Little Big Horn College
- Type: Public tribal land-grant community college
- Established: 1980
- Parent institution: Crow Tribe
- Academic affiliations: American Indian Higher Education Consortium American Association of Community Colleges Space-grant
- President: Neva Tall Bear
- Location: Crow Agency, Montana, U.S. 45°36′12″N 107°27′22″W﻿ / ﻿45.60333°N 107.45611°W
- Campus: Rural;
- Colours: Gold, blue, and white
- Nickname: Rams
- Website: www.lbhc.edu

= Little Big Horn College =

Tribal college in Crow Agency, Montana, U.S.

Little Big Horn College is a public tribal land-grant community college on the Crow Indian Reservation in Crow Agency, Montana. It has an open admissions policy and welcomes enrollment from any adult with a high school diploma or GED. The student body is composed of Crow Tribal members (95 percent), members of American Indian Tribes from around the intermountain west (3 percent), and non-Indian residents of the Big Horn County area (2 percent).

==History==
Little Big Horn College was chartered in 1980 by the Crow Tribe of Indians as a public two-year community college. Dr. Janine Pease advocated the college's founding and was the college's first president. The name Little Big Horn comes from the smaller of the two rivers on the reservation, both receiving the distinction by the Big Horn Mountains, where the rivers originate. In 1994, the college was designated a land-grant college alongside 31 other tribal colleges.

==Academics==
LBHC offers six associate of arts and three associate of science degree programs, with one more associate of science degree program in a pilot stage. The courses of study are directed to the economic and job opportunities in the Crow Indian Reservation area, focusing on education, business, Crow studies, agriculture, office/technical work, and infrastructure. The school also offers seven one-year certificate programs.

==Campus==
The LBHC facility consists of 35000 ft2 of educational space. The LBHC campus is situated on two acres of wooded river valley.

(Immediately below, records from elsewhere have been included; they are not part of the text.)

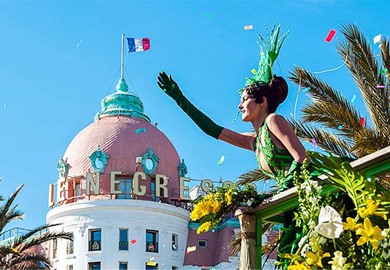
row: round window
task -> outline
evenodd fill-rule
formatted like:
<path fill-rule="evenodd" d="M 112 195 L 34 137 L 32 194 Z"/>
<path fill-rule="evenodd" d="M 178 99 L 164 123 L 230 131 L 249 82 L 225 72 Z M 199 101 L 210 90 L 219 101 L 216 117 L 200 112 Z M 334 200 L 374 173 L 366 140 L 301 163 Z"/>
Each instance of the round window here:
<path fill-rule="evenodd" d="M 154 162 L 151 158 L 148 158 L 147 160 L 145 160 L 146 169 L 151 170 L 151 169 L 153 169 L 153 166 L 154 166 Z"/>

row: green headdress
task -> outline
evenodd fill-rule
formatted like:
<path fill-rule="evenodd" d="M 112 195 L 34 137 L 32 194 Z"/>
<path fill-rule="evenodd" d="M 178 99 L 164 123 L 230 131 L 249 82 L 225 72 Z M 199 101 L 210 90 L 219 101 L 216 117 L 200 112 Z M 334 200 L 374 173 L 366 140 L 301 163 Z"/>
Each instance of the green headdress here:
<path fill-rule="evenodd" d="M 274 64 L 276 58 L 279 55 L 280 48 L 283 45 L 283 41 L 286 38 L 288 31 L 279 38 L 280 24 L 278 26 L 274 25 L 271 34 L 268 33 L 267 27 L 267 40 L 259 35 L 261 43 L 258 43 L 260 47 L 260 61 L 259 69 L 256 71 L 252 69 L 253 77 L 247 77 L 245 86 L 251 84 L 267 84 L 272 80 L 272 65 Z M 240 90 L 242 92 L 243 89 Z"/>

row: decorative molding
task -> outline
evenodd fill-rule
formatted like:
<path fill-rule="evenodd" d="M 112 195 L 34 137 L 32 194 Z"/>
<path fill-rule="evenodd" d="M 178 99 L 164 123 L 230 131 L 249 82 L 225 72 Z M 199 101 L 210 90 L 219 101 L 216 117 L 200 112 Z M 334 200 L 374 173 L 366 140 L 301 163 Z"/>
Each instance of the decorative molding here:
<path fill-rule="evenodd" d="M 101 151 L 100 146 L 98 145 L 96 151 L 89 156 L 89 160 L 91 161 L 91 165 L 95 173 L 104 172 L 108 163 L 108 158 L 109 156 Z"/>

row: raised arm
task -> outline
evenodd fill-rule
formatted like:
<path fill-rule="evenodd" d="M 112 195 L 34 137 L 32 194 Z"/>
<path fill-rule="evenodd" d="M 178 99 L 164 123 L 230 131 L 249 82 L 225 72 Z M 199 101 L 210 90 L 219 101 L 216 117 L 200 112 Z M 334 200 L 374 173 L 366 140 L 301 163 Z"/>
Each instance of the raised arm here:
<path fill-rule="evenodd" d="M 207 135 L 232 145 L 253 150 L 254 134 L 240 134 L 217 125 L 207 115 L 196 108 L 182 93 L 178 84 L 165 72 L 160 72 L 158 86 L 195 122 Z"/>

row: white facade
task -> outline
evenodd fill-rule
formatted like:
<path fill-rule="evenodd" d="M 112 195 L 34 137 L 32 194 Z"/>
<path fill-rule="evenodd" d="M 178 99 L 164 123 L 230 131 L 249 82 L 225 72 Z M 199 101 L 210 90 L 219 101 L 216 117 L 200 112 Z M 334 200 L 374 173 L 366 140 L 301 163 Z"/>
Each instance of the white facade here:
<path fill-rule="evenodd" d="M 183 266 L 189 212 L 179 207 L 142 200 L 82 201 L 50 210 L 46 221 L 61 223 L 55 230 L 72 232 L 74 237 L 73 251 L 68 240 L 51 243 L 50 258 L 57 270 L 121 269 L 120 263 L 127 264 L 126 269 L 181 269 Z M 128 230 L 127 250 L 119 250 L 120 229 L 122 237 Z M 100 243 L 99 239 L 93 243 L 92 234 L 98 230 Z M 155 236 L 154 252 L 146 251 L 147 230 L 149 236 L 150 232 Z M 176 243 L 172 242 L 173 238 Z M 123 249 L 126 244 L 121 246 Z M 94 268 L 93 263 L 100 263 L 100 268 Z"/>

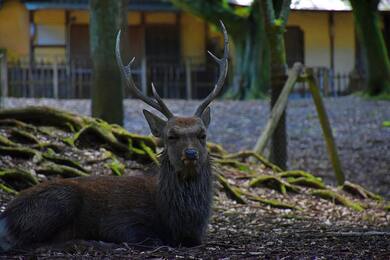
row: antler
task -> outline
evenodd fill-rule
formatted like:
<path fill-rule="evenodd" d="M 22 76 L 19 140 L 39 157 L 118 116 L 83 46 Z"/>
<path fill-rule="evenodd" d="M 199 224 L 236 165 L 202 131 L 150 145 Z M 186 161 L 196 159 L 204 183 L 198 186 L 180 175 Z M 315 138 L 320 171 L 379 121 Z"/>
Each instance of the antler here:
<path fill-rule="evenodd" d="M 199 107 L 196 109 L 195 116 L 201 116 L 203 111 L 207 108 L 207 106 L 218 96 L 219 92 L 221 92 L 223 83 L 226 78 L 227 70 L 228 70 L 228 55 L 229 55 L 229 39 L 228 34 L 225 28 L 225 25 L 221 20 L 219 20 L 222 32 L 223 32 L 223 38 L 224 38 L 224 48 L 223 48 L 223 57 L 221 59 L 217 58 L 214 54 L 212 54 L 210 51 L 208 53 L 211 57 L 218 63 L 219 65 L 219 77 L 217 80 L 217 83 L 215 83 L 213 91 L 206 97 L 206 99 L 199 105 Z"/>
<path fill-rule="evenodd" d="M 119 70 L 121 71 L 121 74 L 123 78 L 126 79 L 127 86 L 130 88 L 131 93 L 138 99 L 141 99 L 149 106 L 157 109 L 160 111 L 166 118 L 173 117 L 173 114 L 171 111 L 169 111 L 168 107 L 165 105 L 161 97 L 158 95 L 153 83 L 152 83 L 152 92 L 154 99 L 144 96 L 141 91 L 137 88 L 137 86 L 134 83 L 133 76 L 131 75 L 131 64 L 133 64 L 135 58 L 133 58 L 127 66 L 123 65 L 122 58 L 121 58 L 121 51 L 120 51 L 120 42 L 121 42 L 121 30 L 119 30 L 117 36 L 116 36 L 116 47 L 115 47 L 115 55 L 116 55 L 116 62 L 118 63 Z"/>

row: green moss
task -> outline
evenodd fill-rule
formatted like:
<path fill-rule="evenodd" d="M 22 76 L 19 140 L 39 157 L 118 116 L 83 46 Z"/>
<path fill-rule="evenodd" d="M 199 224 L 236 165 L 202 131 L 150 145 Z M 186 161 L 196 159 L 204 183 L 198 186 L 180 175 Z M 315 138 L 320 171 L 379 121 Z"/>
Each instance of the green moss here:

The campus has committed itself to sustainable energy with a goal of carbon neutrality (net-zero emissions). In 2016, the campus installed a 45-kilowatt photovoltaic system on the Health and Wellness Center to capture solar energy, partially funded via grants from the Office of Indian Energy Policy and Programs through the United States Department of Energy.

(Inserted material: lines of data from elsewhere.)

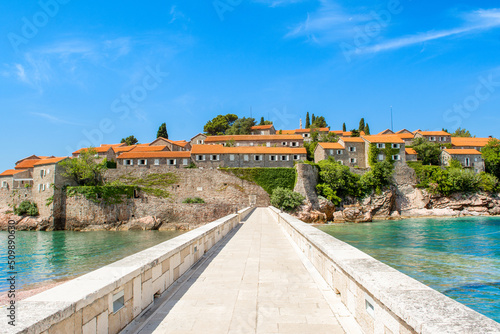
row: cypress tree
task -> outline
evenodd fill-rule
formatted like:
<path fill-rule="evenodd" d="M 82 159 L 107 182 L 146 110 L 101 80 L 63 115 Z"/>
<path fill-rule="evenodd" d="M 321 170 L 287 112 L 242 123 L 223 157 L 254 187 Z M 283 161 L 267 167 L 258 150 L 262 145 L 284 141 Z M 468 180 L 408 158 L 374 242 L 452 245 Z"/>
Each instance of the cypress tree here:
<path fill-rule="evenodd" d="M 261 117 L 261 118 L 260 118 L 260 123 L 259 123 L 259 125 L 265 125 L 265 122 L 264 122 L 264 117 Z"/>
<path fill-rule="evenodd" d="M 162 125 L 160 125 L 160 128 L 158 129 L 158 133 L 156 134 L 156 138 L 160 138 L 160 137 L 168 139 L 167 124 L 165 124 L 165 123 L 162 123 Z"/>
<path fill-rule="evenodd" d="M 365 131 L 365 135 L 367 135 L 367 136 L 370 135 L 370 126 L 368 125 L 368 123 L 366 123 L 364 131 Z"/>
<path fill-rule="evenodd" d="M 342 131 L 346 132 L 347 131 L 347 127 L 345 126 L 345 123 L 342 124 Z"/>
<path fill-rule="evenodd" d="M 359 128 L 358 130 L 361 132 L 361 131 L 365 131 L 365 119 L 364 118 L 361 118 L 361 120 L 359 121 Z"/>
<path fill-rule="evenodd" d="M 306 114 L 306 129 L 309 129 L 311 126 L 311 120 L 309 119 L 309 111 Z"/>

In 2021, the college received a US$100,000 grant from the Institute of Museum and Library Services to build a new cultural center and museum, and the planning committee input from the tribe to fill the "need for exhibits within the reservation constructed and interpreted by Indigenous people", citing a recent Crow exhibit at the Field Museum of Natural History in Chicago, Illinois, as an example of a museum ensuring active representation. As part of the planning committee, Crow Studies adjunct instructor and former state representative Sharon Stewart-Peregoy gave statements to local news for more use of the Crow language in the museum, in alignment with community requests.

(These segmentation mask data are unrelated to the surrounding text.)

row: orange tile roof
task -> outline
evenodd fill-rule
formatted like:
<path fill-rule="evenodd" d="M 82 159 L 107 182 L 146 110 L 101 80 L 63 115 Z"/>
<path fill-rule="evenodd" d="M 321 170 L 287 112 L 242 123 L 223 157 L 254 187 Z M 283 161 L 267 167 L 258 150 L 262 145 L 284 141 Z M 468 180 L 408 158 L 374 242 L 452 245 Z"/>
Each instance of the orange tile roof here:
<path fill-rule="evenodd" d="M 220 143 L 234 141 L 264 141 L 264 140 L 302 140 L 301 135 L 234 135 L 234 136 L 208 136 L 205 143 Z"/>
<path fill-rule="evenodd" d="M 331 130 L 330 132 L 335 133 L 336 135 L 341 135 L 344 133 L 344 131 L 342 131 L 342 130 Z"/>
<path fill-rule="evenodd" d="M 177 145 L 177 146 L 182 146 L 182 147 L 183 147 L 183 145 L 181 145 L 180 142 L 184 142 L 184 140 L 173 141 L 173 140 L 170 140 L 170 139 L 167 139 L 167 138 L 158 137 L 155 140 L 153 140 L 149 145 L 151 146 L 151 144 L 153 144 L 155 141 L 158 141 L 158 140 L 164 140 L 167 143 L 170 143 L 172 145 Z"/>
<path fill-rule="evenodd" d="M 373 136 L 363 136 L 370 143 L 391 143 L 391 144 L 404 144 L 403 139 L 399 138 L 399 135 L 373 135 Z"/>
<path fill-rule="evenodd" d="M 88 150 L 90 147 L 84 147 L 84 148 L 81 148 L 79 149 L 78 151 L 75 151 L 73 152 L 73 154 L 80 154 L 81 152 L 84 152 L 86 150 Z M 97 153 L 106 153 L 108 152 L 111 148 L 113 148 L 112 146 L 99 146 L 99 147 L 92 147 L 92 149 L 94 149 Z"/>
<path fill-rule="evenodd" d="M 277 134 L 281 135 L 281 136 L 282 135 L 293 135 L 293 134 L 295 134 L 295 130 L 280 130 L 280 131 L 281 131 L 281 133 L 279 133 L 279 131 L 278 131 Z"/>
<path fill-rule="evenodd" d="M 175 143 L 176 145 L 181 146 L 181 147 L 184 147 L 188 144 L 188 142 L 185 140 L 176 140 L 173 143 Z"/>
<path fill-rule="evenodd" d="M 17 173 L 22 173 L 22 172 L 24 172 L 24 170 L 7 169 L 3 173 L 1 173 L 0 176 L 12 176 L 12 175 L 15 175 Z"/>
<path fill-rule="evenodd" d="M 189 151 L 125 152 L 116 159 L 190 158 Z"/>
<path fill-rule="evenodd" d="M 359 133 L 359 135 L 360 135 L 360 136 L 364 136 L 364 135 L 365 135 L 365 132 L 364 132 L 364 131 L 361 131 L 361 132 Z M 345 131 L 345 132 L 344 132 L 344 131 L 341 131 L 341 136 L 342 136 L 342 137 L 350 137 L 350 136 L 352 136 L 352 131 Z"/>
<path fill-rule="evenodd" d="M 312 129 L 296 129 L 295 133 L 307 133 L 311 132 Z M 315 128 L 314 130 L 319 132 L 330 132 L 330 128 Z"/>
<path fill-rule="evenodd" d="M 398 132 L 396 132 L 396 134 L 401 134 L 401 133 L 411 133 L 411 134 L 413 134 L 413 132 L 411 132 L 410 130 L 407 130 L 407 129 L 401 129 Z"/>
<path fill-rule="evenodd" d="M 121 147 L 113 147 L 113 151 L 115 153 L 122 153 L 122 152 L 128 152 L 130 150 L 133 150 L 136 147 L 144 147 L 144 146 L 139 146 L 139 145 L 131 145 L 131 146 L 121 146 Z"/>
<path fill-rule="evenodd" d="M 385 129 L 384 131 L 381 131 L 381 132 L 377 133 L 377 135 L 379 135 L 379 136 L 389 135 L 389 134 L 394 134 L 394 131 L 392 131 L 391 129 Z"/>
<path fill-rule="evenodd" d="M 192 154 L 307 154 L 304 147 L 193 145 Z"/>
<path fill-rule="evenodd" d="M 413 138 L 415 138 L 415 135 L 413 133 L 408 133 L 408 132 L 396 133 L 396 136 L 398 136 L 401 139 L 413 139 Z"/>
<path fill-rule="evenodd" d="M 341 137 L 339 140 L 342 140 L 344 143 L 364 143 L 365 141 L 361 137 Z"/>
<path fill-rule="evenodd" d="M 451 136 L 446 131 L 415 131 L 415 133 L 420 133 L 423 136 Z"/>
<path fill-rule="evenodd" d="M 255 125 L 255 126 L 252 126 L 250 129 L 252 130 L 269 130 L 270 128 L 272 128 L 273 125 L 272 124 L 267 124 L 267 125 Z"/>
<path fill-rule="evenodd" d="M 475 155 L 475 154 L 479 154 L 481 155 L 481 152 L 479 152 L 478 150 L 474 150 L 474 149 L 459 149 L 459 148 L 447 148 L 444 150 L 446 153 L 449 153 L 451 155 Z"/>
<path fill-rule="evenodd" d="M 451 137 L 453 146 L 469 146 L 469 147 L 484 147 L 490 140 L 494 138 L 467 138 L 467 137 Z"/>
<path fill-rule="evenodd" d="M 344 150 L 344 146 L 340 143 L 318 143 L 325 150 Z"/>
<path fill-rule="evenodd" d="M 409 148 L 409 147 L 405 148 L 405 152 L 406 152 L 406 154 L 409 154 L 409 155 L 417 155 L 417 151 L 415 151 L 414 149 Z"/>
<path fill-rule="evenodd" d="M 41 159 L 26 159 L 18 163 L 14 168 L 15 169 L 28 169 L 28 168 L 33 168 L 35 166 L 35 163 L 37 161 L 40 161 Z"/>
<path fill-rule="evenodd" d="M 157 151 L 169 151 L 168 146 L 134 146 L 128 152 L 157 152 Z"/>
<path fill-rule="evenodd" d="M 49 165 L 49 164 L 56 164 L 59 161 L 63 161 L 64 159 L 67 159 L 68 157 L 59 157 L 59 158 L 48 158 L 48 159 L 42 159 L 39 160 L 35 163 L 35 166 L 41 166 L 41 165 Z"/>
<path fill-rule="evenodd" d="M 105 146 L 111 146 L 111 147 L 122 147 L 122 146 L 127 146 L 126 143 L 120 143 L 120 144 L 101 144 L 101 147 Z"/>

== Student life and activities ==
The college offers men and women's basketball leagues that compete in region nine of the National Junior College Athletic Association. At the campus's Health and Wellness Center, students can lift weights and take classes in yoga, aerobics, and nutrition education.

==Governance==
The college is directed by the board of trustees elected by districts within the reservation.

==Partnerships==
The college is member of the American Indian Higher Education Consortium, which is a community of tribally and federally chartered institutions working to strengthen tribal nations and make a lasting difference in the lives of American Indians and Alaska Natives. ANC was created in response to the higher education needs of American Indians. ANC generally serves geographically isolated populations that have no other means accessing education beyond the high school level.

The college has a partnership with Yellowstone Christian College.